I don’t know what other endorsement you need to stack Angels this week, but how about one more? This series shifts to Camden Yards, which is fourth overall in offensive park factor the last three years and third in 2021. This park is also the most conducive to allowing home runs this year, more than 12% higher than any other park in MLB.

We don’t have salaries for Tuesday thru Thursday yet, but I can only imagine how much Shohei Ohtani is going to cost against right-handers Spenser Watkins and Dean Kramer. If you play NFL DFS, you remember back in 2019 the one time Christian McCaffery reached $11,000 on DraftKings. We may get that kind of sticker shock with Ohtani in this series. He has been at the mid-$6,000s recently on DraftKings and it might get up close to $7,000.

But there are also cheap bats all around him like lefties Jared Walsh and Brandon Marsh, plus high-upside bats like Justin Upton and Jose Iglesias to complete the stack.

Bats to Fade

Cincinnati Reds (@MIL) – I’m particularly looking at the combination of the Tuesday/Wednesday games against Corbin Burnes and Brandon Woodruff plus the fact that the Reds leave the launching pad that is Great American Ballpark for this series.

The Reds have been absolutely crushing the ball in the second half thanks to Joey Votto, Jesse Winker, Nick Castellanos, and the emergence of Jonathan India. They rank second in slugging since the break, fifth in walk rate, and first in wOBA. Much of that, however, is due to some good home cooking.

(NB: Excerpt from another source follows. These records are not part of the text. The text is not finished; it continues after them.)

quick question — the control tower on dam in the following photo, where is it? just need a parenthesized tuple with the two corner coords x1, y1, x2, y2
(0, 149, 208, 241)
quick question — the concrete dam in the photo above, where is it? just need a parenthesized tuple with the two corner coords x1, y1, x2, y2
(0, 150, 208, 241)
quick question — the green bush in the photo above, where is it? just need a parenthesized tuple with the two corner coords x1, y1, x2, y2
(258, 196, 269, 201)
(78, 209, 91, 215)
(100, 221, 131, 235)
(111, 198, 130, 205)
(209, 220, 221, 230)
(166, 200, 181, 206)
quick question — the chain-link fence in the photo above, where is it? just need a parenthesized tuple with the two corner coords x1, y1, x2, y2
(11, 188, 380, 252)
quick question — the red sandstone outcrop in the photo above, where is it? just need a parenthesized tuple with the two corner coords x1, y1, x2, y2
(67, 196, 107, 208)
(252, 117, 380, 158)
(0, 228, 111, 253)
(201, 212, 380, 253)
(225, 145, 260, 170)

But away from home this year, the Reds are much more middle of the road, ranking 12th in slugging, 15th in walk rate, and 12th in wRC+. They do have the sixth-lowest strikeout rate on the road (22.5%), but that is juxtaposed with Burnes and Woodruff who both have K-rates north of 29% at home. I’m betting on the Brew-Crew, trying to push the Reds out of contention in the division, to win the matchups for the first two games in Milwaukee. They will likely be a fade for me.

Pitchers with Potential

Arizona Diamondbacks (@PIT, @PHI) – I’m not really looking at the first game of this series for our planning purposes. The Diamondbacks announced Humberto Mejia as the starter early Monday, and he isn’t even in the DraftKings or FanDuel player pools as of Monday morning.

But lefties Madison Bumgarner and Tyler Gilbert will line up against the Pirates for two before giving way to resurgent Zac Gallen against the Phillies on Thursday. Back when you spent that FAAB money to acquire Gilbert after his no-hitter, this was the matchup you were hoping for. The Pirates have the lowest slugging percentage against left-handers in the majors this year. They also have a wRC+ of 78 (22% below league average) against that handedness in 2021. Both Mad-Bum and Gilbert are looking like strong, cheap options in the middle of the week.

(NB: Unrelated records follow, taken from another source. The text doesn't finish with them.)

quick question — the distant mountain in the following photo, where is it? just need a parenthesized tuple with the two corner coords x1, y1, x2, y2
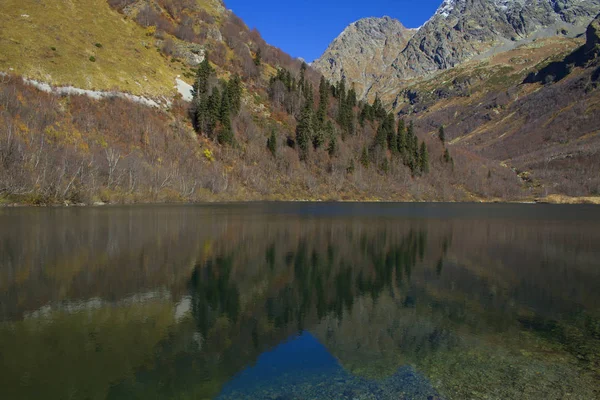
(315, 0, 600, 100)
(312, 16, 416, 99)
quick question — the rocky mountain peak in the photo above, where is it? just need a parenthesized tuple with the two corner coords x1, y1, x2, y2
(314, 0, 600, 101)
(312, 16, 416, 99)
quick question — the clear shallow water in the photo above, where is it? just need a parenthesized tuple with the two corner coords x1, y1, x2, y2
(0, 203, 599, 400)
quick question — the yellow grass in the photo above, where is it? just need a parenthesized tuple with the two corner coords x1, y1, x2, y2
(0, 0, 182, 97)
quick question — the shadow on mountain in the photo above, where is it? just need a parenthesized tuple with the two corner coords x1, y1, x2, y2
(524, 14, 600, 85)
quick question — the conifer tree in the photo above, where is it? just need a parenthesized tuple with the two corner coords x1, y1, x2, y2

And then we have Gallen who went off to Coors and came away unscathed. Gallen torched the Rockies for seven innings, no runs allowed, and nine strikeouts. Now he gets a Phillies team that ranks 18th in slugging against righties, and somehow has the eighth-worst wRC+ against them, 12% below league average. I will be very interested to see what salary we get on Gallen in this one. Will they weight the Coors dominance or the 14 earned runs in the previous four starts more heavily? Anything over $8,000 on DraftKings or $8,500 on FanDuel will likely price me out, but if we get a salary in the low $7,000s again, that is going to look mighty enticing.

Arms to Avoid

San Diego Padres (vs. LAD) – At first glance, the names of the Padres’ probables look like who you might want on your roster: Darvish, Snell, Musgrove. I mean, we just talked about how Musgrove won someone a cool half-million on Saturday.

Musgrove looks to be the safest of this group as we enter the week. He has a solid, but not spectacular 28% strikeout rate, and a middle-of-the-pack 6.5% walk rate. The problem is the Dodgers have the highest walk rate in the league, and only strike out 22% of the time as a team. That leaves Darvish and Snell as potential options, but both come with huge red flags.

Yu Darvish will be fresh off the IL in this start (and likely on a shorter leash), and with Blake Snell having the same SIERA as Brady Singer and the highest walk rate in MLB this year, I just can’t trust them against the high-powered Dodgers, even at home.